Kyabobo has to be Ghana’s best kept national park secret. Unfortunately, the 222 square kilometer natural beauty is only a secret because of the abysmal conditions of the Eastern Corridor roads. Getting to Nkwanta, Ghana where the park headquarters are found is not for the faint of heart.
When I checked into the park in May 2019, I was shocked to find that their guest registry only logged about 300 visitors in the past five years! Mole National Park can have that many in a single day!
This national park was founded in 1993 after the campaigning of a U.S. Peace Corps volunteer. It was named after Mount Dzebobo, the second highest peak in Ghana, which was mispronounced and misspelled as Kyabobo when the park was created. The word “Djzebobo” means “to travel around and around in order to arrive at the top” in the local language.

I was on a road trip to Hohoe when I decided to stop in Nkwanta and pass the night at the park. I was blown away by the courtesy of the staff and the affordable accommodations. I paid a mere 50GHS to get an entire bungalow to myself that had a working fridge, stove, satellite TV, and A/C! At night it was cool and quiet with only the noise of crickets, birds, and monkeys to lull me to sleep.
The park is unique in Ghana in that 62% of its area is mountain coverage. It is also a unique blend of savanna & forest species. My guide said that the park was 55% forest and 45% savannah. Hike up one of the mountains and you can visibly see the transition from forest in the south to the savannah in the north.

There are seven different hiking trails one can take (with a park ranger as a guide) and I decided to do the “Breast Mountains” trail. It is a 3.5 km hike from the parking area (a school yard in Odome) to the lookout point on the “left breast” cleverly named “Nipple Rock.”
The scenery along the hike is wonderful and the forest is peaceful.

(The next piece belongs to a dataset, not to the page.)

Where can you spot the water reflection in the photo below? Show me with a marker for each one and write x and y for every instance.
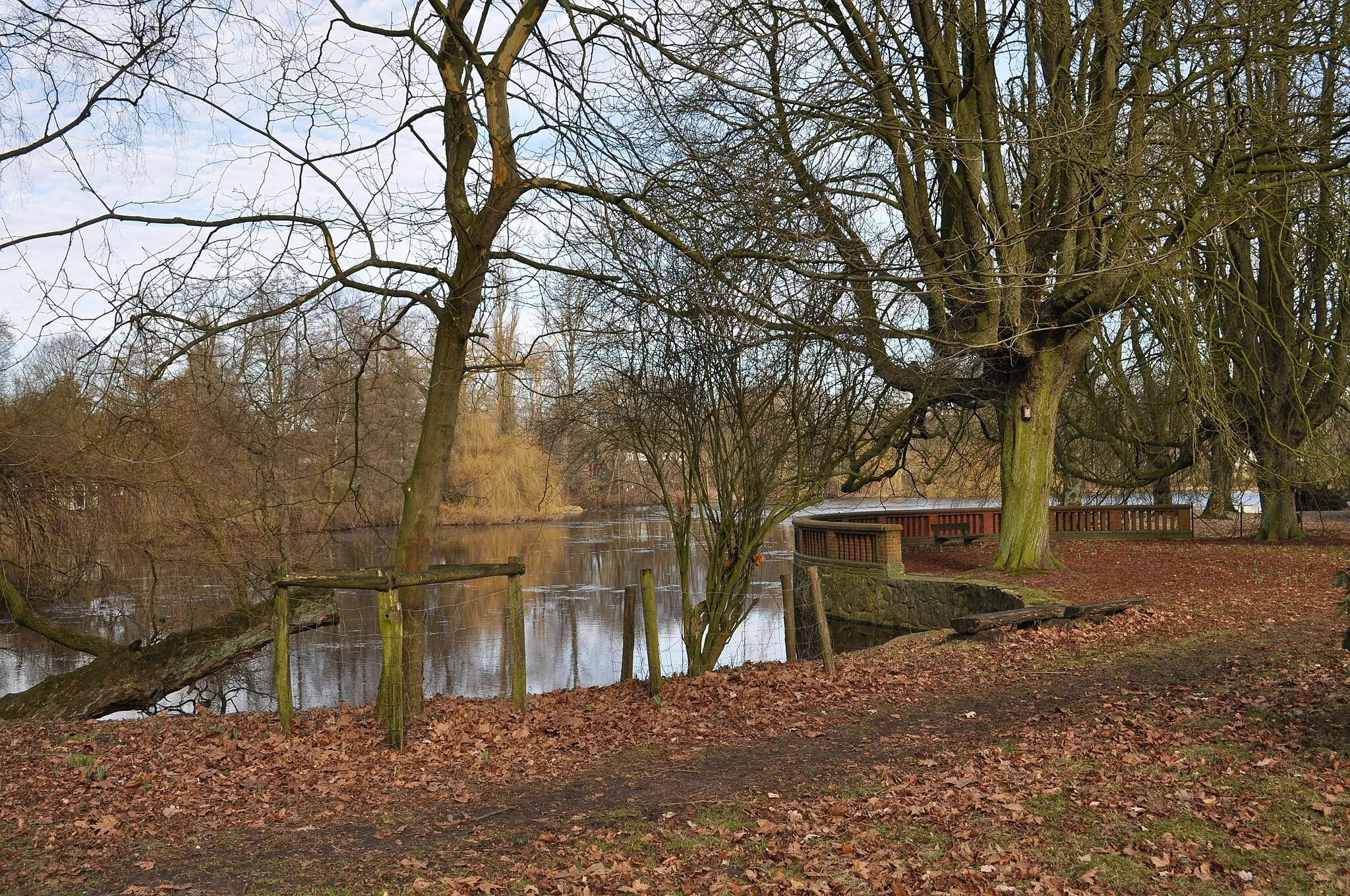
(574, 583)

This park is not known for its large animals. The few in the area are hard to see due to the thick brush in the wooded areas. The red-river hog is what the park is best known for and the ranger told me that grey duiker and red-flanked duiker are fairly common. There are baboon, black and white colobus and mona monkeys living in the park’s 222km2 though the only monkey I saw was a non-native patas at the front gate that rangers had confiscated from a trader. Occasionally, elephants wander over from Togo’s nearby national park. Atop the mountain I saw lots of scat from rock hyrax (which is the animal on the park’s logo).
One of the most interesting things I learned from the park ranger was about the importance of termite mounds to the ecology of the park. The termites not only assist in the decomposition process but are a primary food source for the endangered pangolin. Long after the mound is abandoned, it is used by other wildlife as a home and nesting grounds. We even saw genet scat in one abandoned mound.
The park hosts an incredible 235 birds species and 300+ butterfly species! It was even the site of the discovery of a new butterfly species since named Kyabobo laurencis.

If you find yourself in the Oti Region, I highly recommend visiting this jewel of nature in Ghana. Currently, the main roads to Nkwanta from both the north and south are horrible. Politicians have recently vowed to restart construction efforts on the so-called “Eastern Corridor” but we’ve been hearing that promise for nearly a decade now. Let’s hope it gets finished and more people can enjoy the wooded wonder that is Kyabobo National Park.